Permission to appeal decisions

Permission to appeal decisions by UK Supreme Court

The 'Belfast Project' tapes and Wootton/McConville murder sentence and tariff

19 May 2015

The Supreme Court has today (19 May) announced its decision on two applications for permission to appeal of particular public interest, highlighted below. These decisions were made by a panel of three Supreme Court Justices (Lord Kerr, Lord Wilson and Lord Hughes) following a review of the relevant written submissions.

1. In the matter of an application by Winston Churchill Rea for Judicial Review

The Supreme Court has refused an application to hear an appeal relating to the disclosure of interview tapes from a former paramilitary about his experiences during the 'Troubles' in Northern Ireland.

The Appellant, a former paramilitary, gave recorded, confidential interviews about his experiences during the 'Troubles' in Northern Ireland. These were transferred to the Burns Library in the USA, to be held securely by them and on the condition the materials would not be disclosed during the Appellant's life without his permission. The Respondent requested assistance from the United States Central Authority for disclosure of the Interview Materials under the Crime (International Co-operation) Act 2003. The Appellant applied to the High Court to quash the Respondent's request, to compel the Respondent to produce any requests for assistance under the Act in relation to the Interview Materials and for declarations that the Respondent's request was unlawful.

The issue in this case is whether the Respondent's issuing of an the international letter of request for assistance under s. 7(5) of the Crime (International Cooperation) Act 2003 in relation to the interview materials, was in excess of his powers and in breach of the Appellant's ECHR rights.

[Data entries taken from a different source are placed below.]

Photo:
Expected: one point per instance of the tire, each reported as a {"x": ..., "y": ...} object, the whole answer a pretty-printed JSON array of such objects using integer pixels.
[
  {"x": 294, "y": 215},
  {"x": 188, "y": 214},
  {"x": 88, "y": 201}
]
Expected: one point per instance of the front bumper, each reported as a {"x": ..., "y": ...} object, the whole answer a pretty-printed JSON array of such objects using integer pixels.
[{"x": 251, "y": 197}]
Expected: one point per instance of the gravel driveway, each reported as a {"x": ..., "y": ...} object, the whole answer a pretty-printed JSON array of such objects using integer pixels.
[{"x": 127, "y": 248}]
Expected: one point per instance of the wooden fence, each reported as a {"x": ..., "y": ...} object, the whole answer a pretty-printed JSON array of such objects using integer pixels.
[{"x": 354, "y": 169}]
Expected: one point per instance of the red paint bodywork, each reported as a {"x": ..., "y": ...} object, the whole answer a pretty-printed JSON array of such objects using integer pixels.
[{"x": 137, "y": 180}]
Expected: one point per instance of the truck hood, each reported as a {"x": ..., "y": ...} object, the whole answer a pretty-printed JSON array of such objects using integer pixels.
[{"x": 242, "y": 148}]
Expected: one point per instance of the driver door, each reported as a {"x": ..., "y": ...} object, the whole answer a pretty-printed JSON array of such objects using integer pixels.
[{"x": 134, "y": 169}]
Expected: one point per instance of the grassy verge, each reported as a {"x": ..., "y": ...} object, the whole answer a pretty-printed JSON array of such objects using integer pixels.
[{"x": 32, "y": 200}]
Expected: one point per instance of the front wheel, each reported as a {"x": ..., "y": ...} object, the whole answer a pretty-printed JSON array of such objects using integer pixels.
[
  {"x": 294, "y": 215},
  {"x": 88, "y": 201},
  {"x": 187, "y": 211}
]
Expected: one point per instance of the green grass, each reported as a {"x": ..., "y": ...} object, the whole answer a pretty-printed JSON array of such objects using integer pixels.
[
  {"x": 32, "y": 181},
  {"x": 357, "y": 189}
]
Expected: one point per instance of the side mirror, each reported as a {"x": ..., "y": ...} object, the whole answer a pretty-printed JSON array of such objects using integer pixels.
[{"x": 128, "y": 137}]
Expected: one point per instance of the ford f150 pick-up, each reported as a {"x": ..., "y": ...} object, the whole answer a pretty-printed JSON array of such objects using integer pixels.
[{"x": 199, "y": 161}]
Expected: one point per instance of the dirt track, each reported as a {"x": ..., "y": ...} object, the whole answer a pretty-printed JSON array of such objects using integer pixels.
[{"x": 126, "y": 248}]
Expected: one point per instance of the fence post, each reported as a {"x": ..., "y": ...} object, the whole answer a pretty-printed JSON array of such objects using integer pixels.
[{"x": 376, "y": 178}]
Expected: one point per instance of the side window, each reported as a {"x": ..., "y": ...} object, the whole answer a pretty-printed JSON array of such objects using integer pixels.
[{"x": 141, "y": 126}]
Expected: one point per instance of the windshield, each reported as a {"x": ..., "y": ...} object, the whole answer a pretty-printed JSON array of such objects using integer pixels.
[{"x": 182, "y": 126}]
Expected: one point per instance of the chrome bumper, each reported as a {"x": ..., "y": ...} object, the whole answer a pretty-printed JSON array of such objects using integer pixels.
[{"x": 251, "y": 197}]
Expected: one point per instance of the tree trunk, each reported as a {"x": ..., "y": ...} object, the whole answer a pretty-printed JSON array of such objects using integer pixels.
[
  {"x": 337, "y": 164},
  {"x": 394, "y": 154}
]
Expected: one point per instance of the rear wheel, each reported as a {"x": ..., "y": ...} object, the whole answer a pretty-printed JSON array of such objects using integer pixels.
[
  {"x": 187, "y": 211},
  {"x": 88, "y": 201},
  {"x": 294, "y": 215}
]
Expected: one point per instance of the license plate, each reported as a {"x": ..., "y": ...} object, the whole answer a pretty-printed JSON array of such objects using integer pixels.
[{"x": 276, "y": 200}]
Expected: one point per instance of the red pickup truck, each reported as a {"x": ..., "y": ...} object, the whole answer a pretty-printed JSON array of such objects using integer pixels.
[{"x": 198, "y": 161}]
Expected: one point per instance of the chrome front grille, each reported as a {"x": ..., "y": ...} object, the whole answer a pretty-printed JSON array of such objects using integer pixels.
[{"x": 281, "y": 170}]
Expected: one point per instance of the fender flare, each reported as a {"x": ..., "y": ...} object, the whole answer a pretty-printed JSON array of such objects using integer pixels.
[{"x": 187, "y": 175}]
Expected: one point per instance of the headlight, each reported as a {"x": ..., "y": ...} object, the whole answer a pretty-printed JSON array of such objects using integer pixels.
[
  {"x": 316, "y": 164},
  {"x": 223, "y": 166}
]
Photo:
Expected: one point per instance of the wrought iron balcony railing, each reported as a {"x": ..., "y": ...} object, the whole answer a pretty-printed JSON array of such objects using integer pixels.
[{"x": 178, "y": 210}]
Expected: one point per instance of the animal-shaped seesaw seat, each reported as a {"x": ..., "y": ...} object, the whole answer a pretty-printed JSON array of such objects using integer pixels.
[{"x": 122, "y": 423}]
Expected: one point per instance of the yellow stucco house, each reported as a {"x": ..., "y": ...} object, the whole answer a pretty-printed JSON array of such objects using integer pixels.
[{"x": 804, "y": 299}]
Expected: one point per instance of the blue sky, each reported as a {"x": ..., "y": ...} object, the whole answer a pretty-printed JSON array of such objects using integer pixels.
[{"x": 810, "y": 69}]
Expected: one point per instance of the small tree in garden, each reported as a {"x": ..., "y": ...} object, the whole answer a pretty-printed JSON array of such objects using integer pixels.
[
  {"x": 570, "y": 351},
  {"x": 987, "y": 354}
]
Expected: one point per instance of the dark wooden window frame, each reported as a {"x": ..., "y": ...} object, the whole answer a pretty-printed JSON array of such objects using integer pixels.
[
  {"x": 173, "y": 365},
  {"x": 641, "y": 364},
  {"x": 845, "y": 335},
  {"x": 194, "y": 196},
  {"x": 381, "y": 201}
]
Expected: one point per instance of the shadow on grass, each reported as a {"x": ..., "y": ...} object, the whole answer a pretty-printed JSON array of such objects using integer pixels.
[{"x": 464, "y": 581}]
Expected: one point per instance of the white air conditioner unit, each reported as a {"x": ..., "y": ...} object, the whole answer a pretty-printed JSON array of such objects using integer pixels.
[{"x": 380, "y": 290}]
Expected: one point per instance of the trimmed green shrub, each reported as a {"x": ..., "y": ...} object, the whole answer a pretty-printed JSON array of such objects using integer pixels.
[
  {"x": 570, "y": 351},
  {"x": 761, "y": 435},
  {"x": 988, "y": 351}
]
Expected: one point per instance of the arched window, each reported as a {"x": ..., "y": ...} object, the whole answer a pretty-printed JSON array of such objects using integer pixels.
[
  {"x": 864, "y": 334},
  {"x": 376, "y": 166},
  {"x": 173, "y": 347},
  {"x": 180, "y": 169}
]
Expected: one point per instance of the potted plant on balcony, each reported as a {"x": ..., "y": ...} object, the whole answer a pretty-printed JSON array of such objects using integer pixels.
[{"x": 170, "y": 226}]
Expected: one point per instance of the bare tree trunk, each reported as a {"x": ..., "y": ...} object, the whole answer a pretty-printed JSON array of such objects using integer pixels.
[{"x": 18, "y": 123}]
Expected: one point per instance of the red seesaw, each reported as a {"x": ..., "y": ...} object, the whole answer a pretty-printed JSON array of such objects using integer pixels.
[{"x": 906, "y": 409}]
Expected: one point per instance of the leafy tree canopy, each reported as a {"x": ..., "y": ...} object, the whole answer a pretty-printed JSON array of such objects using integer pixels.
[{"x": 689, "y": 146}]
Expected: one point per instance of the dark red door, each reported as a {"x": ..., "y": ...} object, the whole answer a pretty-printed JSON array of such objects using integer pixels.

The Supreme Court has declined to hear the appeal and the judgment of the Court of Appeal of Northern Ireland therefore stands:

The substantive text of the Supreme Court's Order reads:

"Permission to appeal was refused because the application does not raise an arguable point of law of general public importance which ought to be considered by the Supreme Court at this time bearing in mind that the case has already been the subject of judicial decision and reviewed on appeal."

2. R v Wootton and R v McConville

The Supreme Court has refused an application to hear an appeal relating to the sentencing of John Paul Wootton and Brendan McConville who were convicted of murdering Constable Stephen Carroll, a member of the Police Service of Northern Ireland, on 9 March 2009.

The Appellants were convicted on 30 March 2012 of the murder of Constable Stephen Carroll, a member of the Police Service of Northern Ireland, in Lismore Manor shortly before 9.45 pm on 9 March 2009 and possession of firearms and ammunition with intent to endanger life or cause serious damage. The First Defendant was also convicted of attempting to make a record of information likely to be useful to a terrorist.

The issue in this case is whether, where the prosecution evidence is insufficient to establish a specified role in a crime and there is no direct evidence of agreement to commit the crime, the court can draw adverse inferences by reason of a failure to give evidence, so as to contribute to a conclusion that the totality of evidence of the was beyond reasonable doubt. Secondly whether, in setting the tariff for a child convicted of murder as a secondary party, bearing in mind the overarching principle of rehabilitation, the court should not increase the sentence by reason of aggravating factors to a level appropriate for an adult.

The Supreme Court has declined to hear the appeal and the judgment of the Court of Appeal of Northern Ireland therefore stands:

The substantive text of the Supreme Court's Order reads:

"Permission to appeal was refused because the application does not raise an arguable point of law of general public importance which ought to be considered by the Supreme Court at this time bearing in mind that the case has already been the subject of judicial decision and reviewed on appeal.”